3) How shall we proceed in the "speeding-up performance" project?

Regards
Julian



 
On 08/11/06, Shachar Shemesh <rsyncrypto@shemesh.biz > wrote:
Julian Pace Ross wrote:
> Hi Shachar,
>
> I am sending my results regarding a few tests to the list.
> I did not try with larger files, in order to speed up the process, but
> I hope you can get a good idea from the following.
Yes, but small files have a higher overhead (percentage wise).
> *test.doc - 20 Mb Microsoft Word Document with images and text
> test.txt - 16Mb Plain ascii text file with garbled text.*
Apparently, not garbled enough, as the file compressed 1:1000.
> *CASE 1:
> No zip or encryption:*
>
> *a) Small change at beginning of files*
> test.doc
>     23842816 100%   14.84Mbits/s    0:00:12 (xfer#1, to-check=1/3)
> test.txt
>     16777232 100%   33.19Mbits/s    0:00:03 (xfer#2, to-check=0/3)
>
> Number of files: 3
> Number of files transferred: 2
> Total file size: 40620048 bytes
> Total transferred file size: 40620048 bytes
> _Literal data: 287057 bytes
> Matched data: 40332991 bytes
> _
>
But you don't have separate statistics for the doc and the text file.
The doc file has (apparently) much more than a simple change for each
change you make, thus skewing the results.
>
> *CASE 2:
> gzip --rsyncable only, followed by rsync:
> textfile compresses to 80K (!)
> *
>
I'm sorry. Only 1:250 compression. Your text wasn't nearly random enough.

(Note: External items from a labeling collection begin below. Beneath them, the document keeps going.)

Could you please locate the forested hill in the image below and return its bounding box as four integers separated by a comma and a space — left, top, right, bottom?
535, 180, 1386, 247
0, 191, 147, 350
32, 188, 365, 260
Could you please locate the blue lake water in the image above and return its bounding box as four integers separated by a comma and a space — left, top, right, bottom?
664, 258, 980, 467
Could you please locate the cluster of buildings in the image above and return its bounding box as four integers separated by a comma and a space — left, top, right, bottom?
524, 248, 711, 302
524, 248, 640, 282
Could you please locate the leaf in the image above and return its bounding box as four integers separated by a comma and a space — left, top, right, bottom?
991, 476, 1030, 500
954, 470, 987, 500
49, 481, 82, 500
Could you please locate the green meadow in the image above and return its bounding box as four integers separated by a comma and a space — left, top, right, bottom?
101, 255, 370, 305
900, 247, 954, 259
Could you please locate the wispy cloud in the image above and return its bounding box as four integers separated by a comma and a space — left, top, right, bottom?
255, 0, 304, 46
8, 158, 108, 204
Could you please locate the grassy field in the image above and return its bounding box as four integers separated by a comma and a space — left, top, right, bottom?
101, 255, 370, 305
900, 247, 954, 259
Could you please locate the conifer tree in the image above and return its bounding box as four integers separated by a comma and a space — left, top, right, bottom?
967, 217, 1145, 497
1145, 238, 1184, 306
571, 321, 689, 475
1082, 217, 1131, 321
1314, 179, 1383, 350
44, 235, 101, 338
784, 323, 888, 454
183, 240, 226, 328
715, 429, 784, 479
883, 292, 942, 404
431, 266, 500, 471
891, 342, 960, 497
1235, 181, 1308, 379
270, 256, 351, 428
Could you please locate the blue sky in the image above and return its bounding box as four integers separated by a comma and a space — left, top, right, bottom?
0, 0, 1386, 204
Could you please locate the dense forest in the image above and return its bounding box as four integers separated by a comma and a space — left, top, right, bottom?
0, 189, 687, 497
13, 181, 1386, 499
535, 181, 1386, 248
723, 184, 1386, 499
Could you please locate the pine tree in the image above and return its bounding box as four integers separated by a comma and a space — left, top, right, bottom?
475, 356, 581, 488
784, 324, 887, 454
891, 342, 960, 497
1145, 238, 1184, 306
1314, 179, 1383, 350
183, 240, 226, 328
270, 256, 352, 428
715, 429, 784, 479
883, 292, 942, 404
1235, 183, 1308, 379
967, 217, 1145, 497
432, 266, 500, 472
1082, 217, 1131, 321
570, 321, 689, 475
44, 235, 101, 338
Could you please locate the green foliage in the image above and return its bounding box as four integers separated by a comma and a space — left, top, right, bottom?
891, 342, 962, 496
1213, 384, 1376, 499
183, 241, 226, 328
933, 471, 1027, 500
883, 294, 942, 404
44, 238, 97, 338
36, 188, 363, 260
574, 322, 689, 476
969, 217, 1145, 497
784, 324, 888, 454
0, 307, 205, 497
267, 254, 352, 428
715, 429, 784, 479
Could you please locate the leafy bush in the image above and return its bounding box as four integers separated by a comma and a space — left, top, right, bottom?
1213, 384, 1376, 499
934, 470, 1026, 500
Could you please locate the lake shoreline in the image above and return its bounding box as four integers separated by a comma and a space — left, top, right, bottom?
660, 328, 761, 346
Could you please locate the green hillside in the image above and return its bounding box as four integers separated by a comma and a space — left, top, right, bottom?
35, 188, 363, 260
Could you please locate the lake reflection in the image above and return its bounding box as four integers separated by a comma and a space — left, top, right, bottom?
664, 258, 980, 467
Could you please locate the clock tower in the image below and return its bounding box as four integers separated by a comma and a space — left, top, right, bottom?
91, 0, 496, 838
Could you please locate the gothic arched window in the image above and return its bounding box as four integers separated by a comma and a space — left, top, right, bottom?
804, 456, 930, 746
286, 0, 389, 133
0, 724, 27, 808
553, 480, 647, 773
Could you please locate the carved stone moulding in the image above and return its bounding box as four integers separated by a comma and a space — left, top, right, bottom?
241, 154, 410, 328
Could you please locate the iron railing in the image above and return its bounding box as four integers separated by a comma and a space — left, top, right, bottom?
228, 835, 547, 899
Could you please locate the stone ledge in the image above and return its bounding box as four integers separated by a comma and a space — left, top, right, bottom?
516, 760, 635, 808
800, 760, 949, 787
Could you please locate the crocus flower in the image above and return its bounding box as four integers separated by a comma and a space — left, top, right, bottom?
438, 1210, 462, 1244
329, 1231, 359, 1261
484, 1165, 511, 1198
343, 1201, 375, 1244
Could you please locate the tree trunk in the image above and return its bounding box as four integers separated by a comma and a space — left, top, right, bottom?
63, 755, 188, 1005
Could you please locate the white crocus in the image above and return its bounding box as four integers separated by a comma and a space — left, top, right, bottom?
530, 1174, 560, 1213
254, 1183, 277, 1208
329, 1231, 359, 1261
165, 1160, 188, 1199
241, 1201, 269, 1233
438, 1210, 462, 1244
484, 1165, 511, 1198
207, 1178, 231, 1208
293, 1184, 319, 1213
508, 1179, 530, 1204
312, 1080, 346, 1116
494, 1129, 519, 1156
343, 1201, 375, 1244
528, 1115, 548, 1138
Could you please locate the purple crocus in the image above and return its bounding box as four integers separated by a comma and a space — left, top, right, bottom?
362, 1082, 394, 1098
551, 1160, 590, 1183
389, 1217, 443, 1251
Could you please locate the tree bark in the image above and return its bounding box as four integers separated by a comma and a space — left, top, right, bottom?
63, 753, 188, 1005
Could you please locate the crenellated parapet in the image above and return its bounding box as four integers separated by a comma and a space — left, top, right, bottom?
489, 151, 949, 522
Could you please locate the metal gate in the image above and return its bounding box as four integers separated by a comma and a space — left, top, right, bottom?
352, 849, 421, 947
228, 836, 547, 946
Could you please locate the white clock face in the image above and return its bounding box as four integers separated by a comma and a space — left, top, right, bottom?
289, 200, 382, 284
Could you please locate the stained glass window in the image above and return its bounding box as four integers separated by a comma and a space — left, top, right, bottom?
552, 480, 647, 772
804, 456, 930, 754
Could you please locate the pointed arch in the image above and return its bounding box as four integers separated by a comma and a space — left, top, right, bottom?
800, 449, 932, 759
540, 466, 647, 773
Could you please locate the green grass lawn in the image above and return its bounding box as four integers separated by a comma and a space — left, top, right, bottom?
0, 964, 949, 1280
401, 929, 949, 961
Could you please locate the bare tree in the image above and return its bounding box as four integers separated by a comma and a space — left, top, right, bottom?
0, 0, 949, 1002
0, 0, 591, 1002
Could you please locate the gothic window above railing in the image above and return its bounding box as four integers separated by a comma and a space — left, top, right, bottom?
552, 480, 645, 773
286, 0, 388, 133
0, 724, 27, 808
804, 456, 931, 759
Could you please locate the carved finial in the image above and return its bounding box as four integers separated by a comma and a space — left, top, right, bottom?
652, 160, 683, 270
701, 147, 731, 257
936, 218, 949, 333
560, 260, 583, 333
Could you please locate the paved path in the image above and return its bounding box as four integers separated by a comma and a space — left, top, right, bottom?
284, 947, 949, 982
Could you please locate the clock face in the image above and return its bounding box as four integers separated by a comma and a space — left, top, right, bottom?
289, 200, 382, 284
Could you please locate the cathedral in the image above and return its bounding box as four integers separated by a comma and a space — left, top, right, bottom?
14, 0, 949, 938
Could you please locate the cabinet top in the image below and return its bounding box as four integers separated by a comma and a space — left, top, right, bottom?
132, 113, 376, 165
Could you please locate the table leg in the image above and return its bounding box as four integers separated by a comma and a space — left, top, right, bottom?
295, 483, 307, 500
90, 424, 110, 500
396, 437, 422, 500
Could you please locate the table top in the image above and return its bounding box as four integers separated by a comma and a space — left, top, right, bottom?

80K is a tiny size. As such, the overheads rsyncrypto introduce
per-change (about 16K) are huge in comparison. A 16K change out of a
16MB file seems nothing, while a 16K change out of a 80K file seems a
lot, but in both cases, only 16K need to be synced.
>
> *CASE 3:
> full rsyncrypto before rsync.
> Total encryption time: 1 minute for 1.5Mb (almost all the time is
> taken up by the .doc)*
>
That's because encrypting 80K of data, even with rsyncrypto's current
abysmal throughput, is nothing.
> *CASE 4:
> full rsyncrypto before rsync WITH NULL GZIP:*
> *Total time for encryption: 25 minutes for around 36 Mb.*
That's because rsyncrypto's current performance is abysmal... :-)
>
> *2) From Cases 1 and 4, it seems that rsyncrypto adds a margin of
> literal data to transmit, but the overall rsyncability is maintained.*
>
Better say that rsyncrypto has a minimal data that will change across
encryptions for any change. This is deliberate, and, if anything, I'm
thinking of making it bigger, as the minimal amount of data changed
affects the encryption's strength.

If you want, you can play around with it by playing with the
"--roll-win=num, --roll-min=num, --roll-sensitivity=num" parameters, but
I really would have to recommend against it. The overheads per change
are fairly bounded (they will rarely go above 20K), which is, for all
normal circumstances, meaningless. Normal, of course, does not include
the case where the entire file is 80K, but in such a case the cost of
sending the entire file over is also meaningless.
>
> * *
>
> *3) From test cases 2 and 3, it seems that a high proportion of
> literal data is added to the gzip overhead by rsyncrypto.*
>
Let's just say that both gzip --rsyncable and rsyncrypto add a certain
overhead per change. Since the two work independently, you get both
overheads. This is not considered a bug by me, for the same reasons
listed above.

Notice that you can lower both overheads almost arbitrarily, but doing
so has costs. Lowering the gzip overhead means hurting compression ratio
(about 5% loss in relation to running zlib without rsyncable at the
current levels), while lowering the rsyncrypto overhead makes the change
stand out of the encrypted file more, hurting the security.
>
> * *
>
> *4) It is to be seen whether the ratio of test case 3 would approach
> the more ideal ratio of test case 4 when larger files are
> gzipped/encrypted. I did not have time to conduct such a test. This is
> the cruz of it all I guess. Maybe Shachar or someone else can confirm
> what will happen in the meantime? *
>
Yes, making a one byte change in a 16MB file will incur the same ~16KB
change penalty it does today, making the penalty percentage much smaller.

Shachar